To judge by a lot of U.S. media and TV-industry reaction on Monday, you'd think he'd been plucked from a high-school auditorium somewhere and given the high-profile job by a wild and crazy TV executive. As so often with the U.S. entertainment industry and its audience, anyone who has achieved anything outside of America is thought to be utterly unknown and possibly unskilled.

Noah might be a relative newcomer to U.S. television, but at age 31 he's been in show business, mainly TV, for almost 15 years. Even a cursory glance at his extensive résumé tells you that as a teenager he was an actor in a South African soap opera, then a reality-TV host, a radio-show host, a TV chat-show host, a successful stand-up comedian, a popular participant on those BBC-TV panel shows in which current affairs topics are analyzed and mocked, and he's been doing appearances on American TV for several years. Yes, he only started contributing to the The Daily Show in December, but he's vastly experienced.

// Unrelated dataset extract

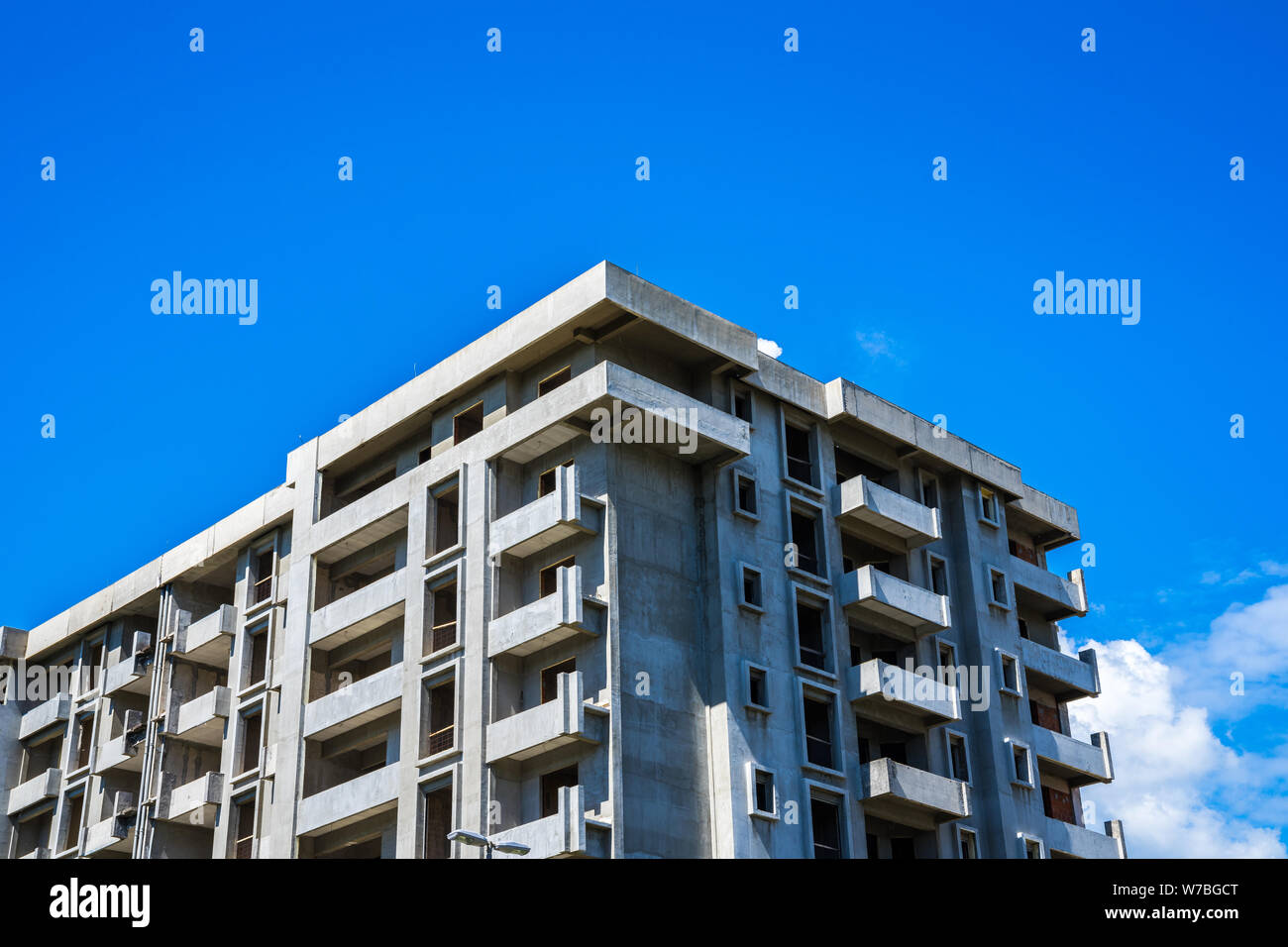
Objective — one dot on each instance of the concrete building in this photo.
(606, 581)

A lot has been made, too, of the cornerstone of his comedy act – his mixed-race heritage. His father is a white Swiss and his mother a black Xhosa. But spend a few minutes watching and listening to Noah and you soon realize that's not really his schtick. It's just a starting point. His subject is ignorance. And he's at his sharpest when he's mocking the ignorance of some Americans about the world, about other countries and other perspectives, about race, about everything that isn't inside their tiny, limited box of personal experience. As such, he's a brilliant choice to replace Jon Stewart.

He's an exotic choice, but it's highly unlikely his core comedy approach will be all about race. Larry Wilmore has made comedy about race the anchoring aspect of his persona and comedic mindset in what was Stephen Colbert's slot, immediately after The Daily Show. Noah cannot be about race only. Possibly Chris Rock was just wrong when he responded to the news of Noah's appointment on Twitter with, "Thank you President Obama." A Daily Show that was heavily race-centric would wither.

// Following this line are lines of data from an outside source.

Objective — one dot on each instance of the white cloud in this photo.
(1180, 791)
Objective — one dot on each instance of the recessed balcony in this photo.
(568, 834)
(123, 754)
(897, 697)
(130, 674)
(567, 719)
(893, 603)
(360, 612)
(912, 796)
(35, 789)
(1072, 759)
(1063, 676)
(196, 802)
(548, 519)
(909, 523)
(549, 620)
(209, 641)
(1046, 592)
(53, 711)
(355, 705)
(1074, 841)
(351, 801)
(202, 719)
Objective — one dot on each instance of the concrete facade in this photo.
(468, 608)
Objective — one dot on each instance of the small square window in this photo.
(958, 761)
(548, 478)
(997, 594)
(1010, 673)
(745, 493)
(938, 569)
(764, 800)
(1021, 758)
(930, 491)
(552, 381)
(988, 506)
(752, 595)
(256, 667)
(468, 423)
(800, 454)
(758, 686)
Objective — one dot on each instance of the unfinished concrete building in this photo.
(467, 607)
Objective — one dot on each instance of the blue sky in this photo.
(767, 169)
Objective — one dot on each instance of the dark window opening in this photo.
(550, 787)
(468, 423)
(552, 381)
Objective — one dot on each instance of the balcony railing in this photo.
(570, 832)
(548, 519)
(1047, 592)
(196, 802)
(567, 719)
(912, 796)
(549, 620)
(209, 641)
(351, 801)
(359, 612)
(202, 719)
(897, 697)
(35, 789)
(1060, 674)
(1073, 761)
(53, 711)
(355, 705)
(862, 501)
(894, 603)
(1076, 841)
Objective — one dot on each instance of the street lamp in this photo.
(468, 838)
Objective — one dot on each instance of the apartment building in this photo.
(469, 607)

And it's not as if Noah arrived in the U.S. three months ago and might not be attuned to the nuance of its full spectrum of politics and culture. A five-minute appearance he did on Late Show with David Letterman in 2013 was a small masterpiece of insight into the mercurial subtleties of everything – race, class, politics and general weirdness – in urban America. It's built around him being mistaken for a Mexican and it displays an intuitive grasp of what is beneath surface assumptions and prejudice.

What also emerges from even a glancing familiarity with Noah's work – a lot is available on YouTube and through Netflix – is a rare gift for language (he speaks six languages, apparently), accents and an ability to contort his face into expressions of amusement, shock and feigned outrage. This amounts to precisely one of the key skills required to fill Jon Stewart's shoes on The Daily Show. There are times when Stewart is at his most effective not when he's lecturing politicians or the public, or finger-wagging at pompous cable-news pundits, but when he's channelling the everyday, jaw-dropped bafflement of ordinary, intelligent viewers at the news of the day and how the U.S media cover it.

While The Daily Show has much-deserved praise for the way it has tutored a generation in being media-savvy and judicious about how to interpret media coverage, a lot of its humour is broad, sometimes coarse and outright goofy. That's essential.

Noah is on-board with that. In an interview with Interview magazine two years ago, he was asked, "What is the purpose of comedy?" and his reply was blessedly uncomplicated: "The first purpose of comedy is to make people laugh. Anything deeper is a bonus. Some comedians want to make people laugh and make them think about socially relevant issues, but comedy, by the very nature of the word, is to make people laugh. If people aren't laughing, it's not comedy. It's as simple as that."

Excellent. He's ideal. Smart, cosmopolitan, not a one-note comedian and committed to being funny, first and foremost.